More than 80 countries have launched satellites in orbit, and satellite signals and data play an increasingly pivotal role in the efficient functioning of societies and their economic development. In co-operation with the space community, the OECD Space Forum is a unique international group with the mission to investigate the space sector’s economic and innovation dimensions for the larger economy and society. The Space Forum is located within OECD, an economic, non-space, international organisation, whose main focus is statistical excellence and policy review in many different government domains. This unique international platform contributes to constructive dialogue between stakeholders and exchanges of best practices.
The OECD Space Forum is a unique international platform working with the space community to support evidence-based policies, by examining the economic dimensions and innovation role of the space sector for the wider economy. The Forum's original analysis also contribute to broader OECD Committee on Science and Technology Policy priorities (e.g. digitalisation, emerging technologies for addressing grand challenges).
The Secretariat carries on economic research, indicators development and continuing studies on evaluation and impact assessment. We are currently conducting work on space technology transfers and public-private partnerships in the space sector, as well as updating and revising our Handbook on Measuring the Space Economy. A ground-breaking project is also ongoing to examine the value and sustainability of space-based infrastructure in close collaboration with selected universities / research centres around the world. The OECD Space Forum also supports its members on a bilateral basis and contributes substance to a large-scale OECD-wide horizontal Digital Project.
Selected Meetings (in addition to other events organised by partner organisations):
The Space Forum Secretariat was tasked by the cabinet of the OECD Secretariat General to prepare a briefing note on the space economy and its measurement - based on existing work - as a contribution to a forthcoming meeting of experts in the G20 Group. The G20 group discusses economic, social, finance and trade issues, but this appears to be one of the first times that space is addressed in this international setup. We put together the attached note based on recent activities, with broad recommendations in terms of space economy measurement as to foster international comparability. Some indicators you know from our reports (budgets, ODA) are included, with some updated data. We hope you find this briefing note interesting.
As part of the digitalisation of the economy, satellite signals and data play an increasingly pivotal role in the efficient functioning of societies and their economic development.
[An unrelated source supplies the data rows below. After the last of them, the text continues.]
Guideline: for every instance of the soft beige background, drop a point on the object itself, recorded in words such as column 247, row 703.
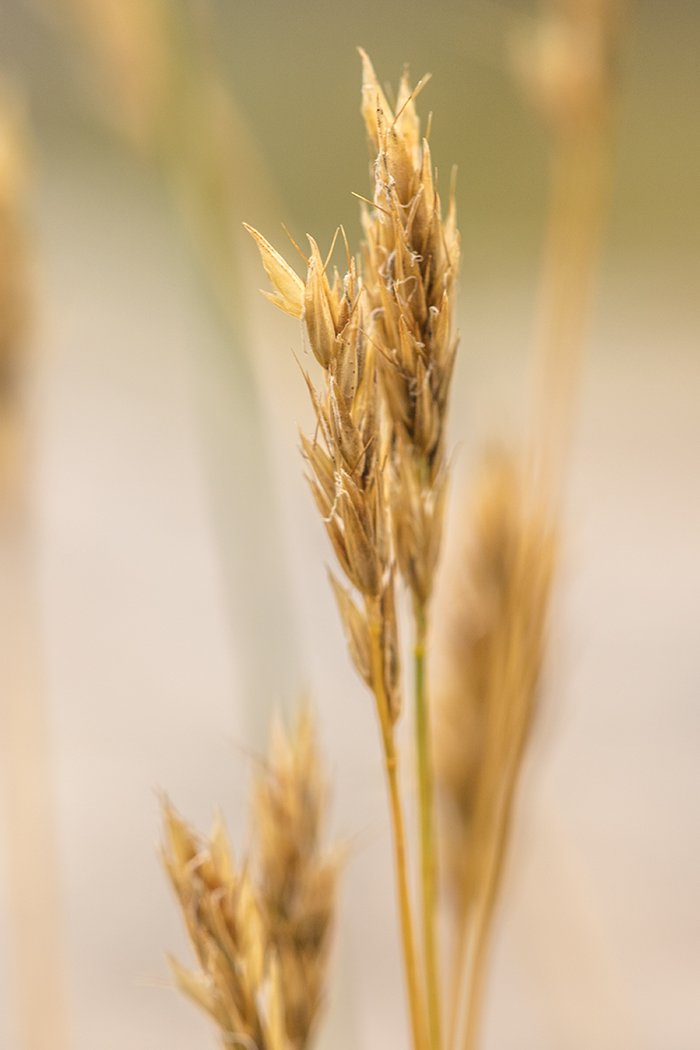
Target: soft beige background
column 171, row 624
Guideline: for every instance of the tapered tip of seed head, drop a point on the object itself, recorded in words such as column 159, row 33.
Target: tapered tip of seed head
column 289, row 287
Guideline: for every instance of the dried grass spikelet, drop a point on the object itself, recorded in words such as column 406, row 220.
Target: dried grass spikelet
column 297, row 879
column 260, row 930
column 410, row 263
column 346, row 456
column 238, row 982
column 486, row 692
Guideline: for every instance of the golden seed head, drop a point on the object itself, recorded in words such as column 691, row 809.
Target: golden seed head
column 297, row 878
column 489, row 666
column 289, row 287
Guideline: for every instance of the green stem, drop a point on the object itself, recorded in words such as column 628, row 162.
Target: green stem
column 428, row 864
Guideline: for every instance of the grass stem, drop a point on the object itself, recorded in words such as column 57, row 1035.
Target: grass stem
column 428, row 861
column 399, row 834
The recent growth in the sector has generated unprecedented levels of entrepreneurship and start-up activity. However, with the COVID-19 crisis, this positive trend could be reversed. While many space sector firms seem to be able to cope, a significant number is struggling, particularly small and medium-sized enterprises that constitute the bulk of commercial actors in the space industry. Considering the high costs of entry to the sector, there is a risk that the crisis could lead to more industry concentration, eliminating smaller and younger firms that are key sources of innovation, employment and economic growth. Space agencies and other public administrations therefore need to fully consider vulnerable smaller actors in their overall crisis responses.
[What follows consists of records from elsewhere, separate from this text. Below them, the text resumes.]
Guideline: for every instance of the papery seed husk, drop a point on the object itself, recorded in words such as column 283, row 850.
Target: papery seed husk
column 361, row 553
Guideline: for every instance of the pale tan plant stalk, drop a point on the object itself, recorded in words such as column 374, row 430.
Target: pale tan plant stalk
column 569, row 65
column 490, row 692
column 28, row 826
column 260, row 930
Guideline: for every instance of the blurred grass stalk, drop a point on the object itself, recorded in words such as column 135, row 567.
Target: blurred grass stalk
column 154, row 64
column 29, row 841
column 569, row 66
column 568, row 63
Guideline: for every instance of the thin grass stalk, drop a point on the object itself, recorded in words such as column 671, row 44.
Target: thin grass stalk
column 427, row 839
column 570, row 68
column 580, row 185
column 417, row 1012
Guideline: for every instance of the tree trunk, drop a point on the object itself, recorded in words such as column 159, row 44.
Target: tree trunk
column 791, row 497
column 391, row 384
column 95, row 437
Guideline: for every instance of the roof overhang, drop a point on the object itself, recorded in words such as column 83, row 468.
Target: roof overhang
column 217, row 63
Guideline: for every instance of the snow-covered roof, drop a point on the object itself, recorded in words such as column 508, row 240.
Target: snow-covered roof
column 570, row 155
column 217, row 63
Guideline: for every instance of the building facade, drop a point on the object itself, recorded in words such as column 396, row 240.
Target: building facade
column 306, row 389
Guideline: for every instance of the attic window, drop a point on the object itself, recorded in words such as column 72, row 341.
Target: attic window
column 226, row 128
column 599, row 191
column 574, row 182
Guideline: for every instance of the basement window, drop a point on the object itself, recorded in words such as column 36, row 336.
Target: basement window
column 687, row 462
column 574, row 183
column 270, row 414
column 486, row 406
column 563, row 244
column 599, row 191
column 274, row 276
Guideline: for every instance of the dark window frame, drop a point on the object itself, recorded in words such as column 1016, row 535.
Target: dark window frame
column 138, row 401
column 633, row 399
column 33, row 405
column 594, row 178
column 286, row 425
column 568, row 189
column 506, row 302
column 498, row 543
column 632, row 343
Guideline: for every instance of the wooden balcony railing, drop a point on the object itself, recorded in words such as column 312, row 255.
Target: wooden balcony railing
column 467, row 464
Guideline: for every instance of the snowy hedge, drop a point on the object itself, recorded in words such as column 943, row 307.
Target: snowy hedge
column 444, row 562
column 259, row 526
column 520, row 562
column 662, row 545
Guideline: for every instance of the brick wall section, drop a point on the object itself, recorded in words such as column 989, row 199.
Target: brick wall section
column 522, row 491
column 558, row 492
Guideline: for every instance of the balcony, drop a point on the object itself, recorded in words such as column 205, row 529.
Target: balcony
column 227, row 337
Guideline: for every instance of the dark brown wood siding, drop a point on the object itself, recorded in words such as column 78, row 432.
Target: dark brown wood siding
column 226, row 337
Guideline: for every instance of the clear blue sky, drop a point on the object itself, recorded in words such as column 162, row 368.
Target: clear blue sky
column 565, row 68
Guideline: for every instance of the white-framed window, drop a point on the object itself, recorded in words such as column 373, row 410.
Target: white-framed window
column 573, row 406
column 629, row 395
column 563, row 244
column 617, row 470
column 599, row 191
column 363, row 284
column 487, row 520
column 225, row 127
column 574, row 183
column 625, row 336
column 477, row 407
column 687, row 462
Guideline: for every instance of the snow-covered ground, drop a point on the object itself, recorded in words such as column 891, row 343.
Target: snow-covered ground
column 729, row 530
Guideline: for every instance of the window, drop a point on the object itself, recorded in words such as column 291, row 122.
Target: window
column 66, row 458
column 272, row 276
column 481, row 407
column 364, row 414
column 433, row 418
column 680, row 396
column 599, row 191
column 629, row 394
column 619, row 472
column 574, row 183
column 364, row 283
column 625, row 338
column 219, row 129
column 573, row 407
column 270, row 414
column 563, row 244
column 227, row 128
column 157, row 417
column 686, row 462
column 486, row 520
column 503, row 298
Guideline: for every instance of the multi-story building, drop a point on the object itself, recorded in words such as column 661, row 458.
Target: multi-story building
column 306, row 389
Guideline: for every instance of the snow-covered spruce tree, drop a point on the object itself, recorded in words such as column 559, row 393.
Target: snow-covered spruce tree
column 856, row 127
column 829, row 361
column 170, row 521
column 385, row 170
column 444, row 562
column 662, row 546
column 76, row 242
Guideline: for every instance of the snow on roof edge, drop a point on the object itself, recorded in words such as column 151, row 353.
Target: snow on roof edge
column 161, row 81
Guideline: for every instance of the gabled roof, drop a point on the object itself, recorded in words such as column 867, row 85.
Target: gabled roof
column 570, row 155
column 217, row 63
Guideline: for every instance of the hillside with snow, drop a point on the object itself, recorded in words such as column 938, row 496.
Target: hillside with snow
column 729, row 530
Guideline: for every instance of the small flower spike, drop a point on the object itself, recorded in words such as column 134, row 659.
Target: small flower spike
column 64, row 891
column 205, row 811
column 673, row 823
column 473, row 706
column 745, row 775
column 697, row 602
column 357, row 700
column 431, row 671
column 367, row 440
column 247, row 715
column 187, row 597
Where is the space sector headed? How can public and private actors work together to solve mutual challenges and sustain growth? What is the role of government programmes and funding? This paper addresses these and other questions by reviewing the evolving relationship between public and private actors in the space sector over the last two decades, based on case studies from North America, Europe and Asia. It provides new evidence for navigating the post-Covid-19 era, notably by exploring the range of government roles in supporting space sector innovation and expansion, from funder and developer of space programmes to partner and enabler of private sector growth.
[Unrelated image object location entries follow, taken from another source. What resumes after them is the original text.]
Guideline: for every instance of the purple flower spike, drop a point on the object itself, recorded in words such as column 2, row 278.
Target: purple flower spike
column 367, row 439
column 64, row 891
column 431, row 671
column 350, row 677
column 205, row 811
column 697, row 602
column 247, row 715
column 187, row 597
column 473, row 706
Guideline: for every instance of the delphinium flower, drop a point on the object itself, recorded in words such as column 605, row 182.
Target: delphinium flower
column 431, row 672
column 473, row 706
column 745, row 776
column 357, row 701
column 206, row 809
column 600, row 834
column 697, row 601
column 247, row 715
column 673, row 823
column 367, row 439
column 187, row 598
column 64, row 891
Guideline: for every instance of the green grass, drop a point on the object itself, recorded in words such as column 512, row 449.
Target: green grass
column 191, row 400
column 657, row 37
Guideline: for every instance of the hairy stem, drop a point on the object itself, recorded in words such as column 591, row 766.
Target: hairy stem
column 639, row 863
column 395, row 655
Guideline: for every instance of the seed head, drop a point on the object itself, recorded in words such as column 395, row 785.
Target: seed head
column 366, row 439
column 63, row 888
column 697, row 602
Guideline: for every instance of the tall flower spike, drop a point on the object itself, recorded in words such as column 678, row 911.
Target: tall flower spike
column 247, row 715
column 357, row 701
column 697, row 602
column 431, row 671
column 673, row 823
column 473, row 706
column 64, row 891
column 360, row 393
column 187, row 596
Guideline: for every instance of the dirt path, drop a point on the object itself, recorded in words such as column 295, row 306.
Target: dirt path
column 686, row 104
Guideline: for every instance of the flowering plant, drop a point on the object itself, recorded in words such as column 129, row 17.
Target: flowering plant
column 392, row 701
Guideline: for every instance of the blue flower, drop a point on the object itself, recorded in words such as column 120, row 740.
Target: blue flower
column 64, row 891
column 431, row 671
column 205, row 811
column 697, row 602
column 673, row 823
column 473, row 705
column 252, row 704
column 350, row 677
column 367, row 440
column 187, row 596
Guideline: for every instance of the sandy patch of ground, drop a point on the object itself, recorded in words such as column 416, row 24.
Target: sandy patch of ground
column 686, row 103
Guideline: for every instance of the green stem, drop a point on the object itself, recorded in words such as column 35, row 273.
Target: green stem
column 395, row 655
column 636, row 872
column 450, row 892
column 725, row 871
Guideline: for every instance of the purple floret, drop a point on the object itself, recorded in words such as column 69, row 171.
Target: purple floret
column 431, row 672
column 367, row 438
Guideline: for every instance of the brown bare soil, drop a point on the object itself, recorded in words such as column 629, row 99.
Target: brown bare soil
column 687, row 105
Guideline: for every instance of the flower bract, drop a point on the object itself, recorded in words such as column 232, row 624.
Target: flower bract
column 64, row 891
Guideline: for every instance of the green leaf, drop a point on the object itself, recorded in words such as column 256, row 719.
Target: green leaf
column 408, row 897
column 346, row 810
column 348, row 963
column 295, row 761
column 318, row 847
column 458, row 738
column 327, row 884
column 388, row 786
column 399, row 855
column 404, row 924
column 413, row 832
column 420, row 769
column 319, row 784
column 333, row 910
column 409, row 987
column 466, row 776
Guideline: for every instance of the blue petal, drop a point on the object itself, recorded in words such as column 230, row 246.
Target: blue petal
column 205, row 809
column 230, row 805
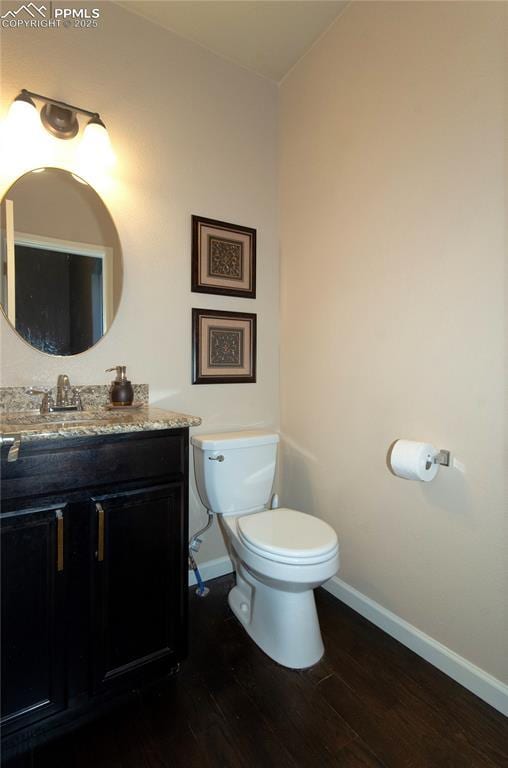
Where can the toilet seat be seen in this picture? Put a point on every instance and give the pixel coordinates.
(287, 536)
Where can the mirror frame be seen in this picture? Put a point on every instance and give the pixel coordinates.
(21, 338)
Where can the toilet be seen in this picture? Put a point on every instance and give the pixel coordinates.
(280, 555)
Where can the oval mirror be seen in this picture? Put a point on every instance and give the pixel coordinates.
(61, 276)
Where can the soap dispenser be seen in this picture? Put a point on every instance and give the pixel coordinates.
(121, 391)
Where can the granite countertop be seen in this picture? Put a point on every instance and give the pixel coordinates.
(31, 425)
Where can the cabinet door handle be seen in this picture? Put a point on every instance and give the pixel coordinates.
(59, 540)
(100, 531)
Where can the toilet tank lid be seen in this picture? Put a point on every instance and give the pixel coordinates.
(222, 441)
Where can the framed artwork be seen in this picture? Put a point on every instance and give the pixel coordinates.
(223, 258)
(223, 347)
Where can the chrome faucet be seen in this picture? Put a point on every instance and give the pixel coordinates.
(67, 398)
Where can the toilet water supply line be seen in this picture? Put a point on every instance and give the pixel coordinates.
(194, 545)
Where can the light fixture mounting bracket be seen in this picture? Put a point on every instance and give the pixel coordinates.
(58, 117)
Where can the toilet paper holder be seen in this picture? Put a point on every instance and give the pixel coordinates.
(442, 458)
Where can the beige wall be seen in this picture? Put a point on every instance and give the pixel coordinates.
(193, 134)
(393, 255)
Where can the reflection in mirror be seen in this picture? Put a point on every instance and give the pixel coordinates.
(61, 276)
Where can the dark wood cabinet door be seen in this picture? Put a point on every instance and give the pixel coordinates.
(33, 664)
(139, 620)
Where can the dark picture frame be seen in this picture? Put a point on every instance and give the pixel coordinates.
(223, 258)
(223, 347)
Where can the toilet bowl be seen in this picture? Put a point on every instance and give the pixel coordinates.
(280, 555)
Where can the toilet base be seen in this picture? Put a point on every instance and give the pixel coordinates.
(284, 624)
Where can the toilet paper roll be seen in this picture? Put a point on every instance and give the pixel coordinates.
(414, 461)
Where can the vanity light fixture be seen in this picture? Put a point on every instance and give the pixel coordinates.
(61, 120)
(58, 118)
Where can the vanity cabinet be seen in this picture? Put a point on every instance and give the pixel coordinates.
(33, 604)
(94, 576)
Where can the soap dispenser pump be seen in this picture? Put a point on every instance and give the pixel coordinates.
(121, 391)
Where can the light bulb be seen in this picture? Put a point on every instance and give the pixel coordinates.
(95, 150)
(24, 142)
(23, 116)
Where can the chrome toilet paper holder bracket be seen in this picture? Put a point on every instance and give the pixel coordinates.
(442, 458)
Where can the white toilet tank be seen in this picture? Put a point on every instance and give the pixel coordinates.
(242, 479)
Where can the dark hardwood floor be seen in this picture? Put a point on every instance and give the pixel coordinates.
(369, 703)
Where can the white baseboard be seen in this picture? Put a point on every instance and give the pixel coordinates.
(487, 687)
(212, 569)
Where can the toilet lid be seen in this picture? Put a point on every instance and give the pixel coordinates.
(288, 533)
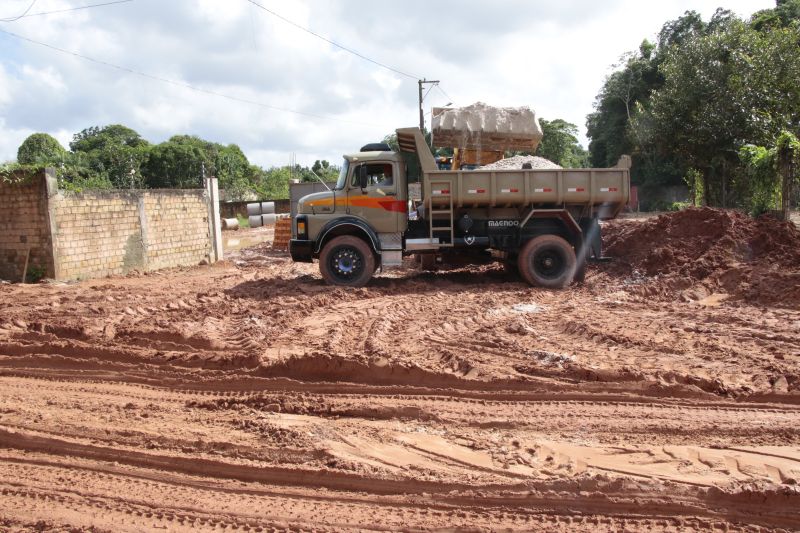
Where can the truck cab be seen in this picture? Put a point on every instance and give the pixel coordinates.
(369, 203)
This paper explores selected long-term sustainability issues related to increasing activities in outer space, with a particular focus on the economics of space debris. It reviews trends of selected space sustainability issues and discusses a range of possible policy actions. A notable policy response would be to strengthen space situational awareness systems and data reporting structures, while addressing operator compliance behaviour at both the national and international levels. Adequately addressing these challenges will require a reinforced coordinated international approach, in addition to increased collaboration with the private sector.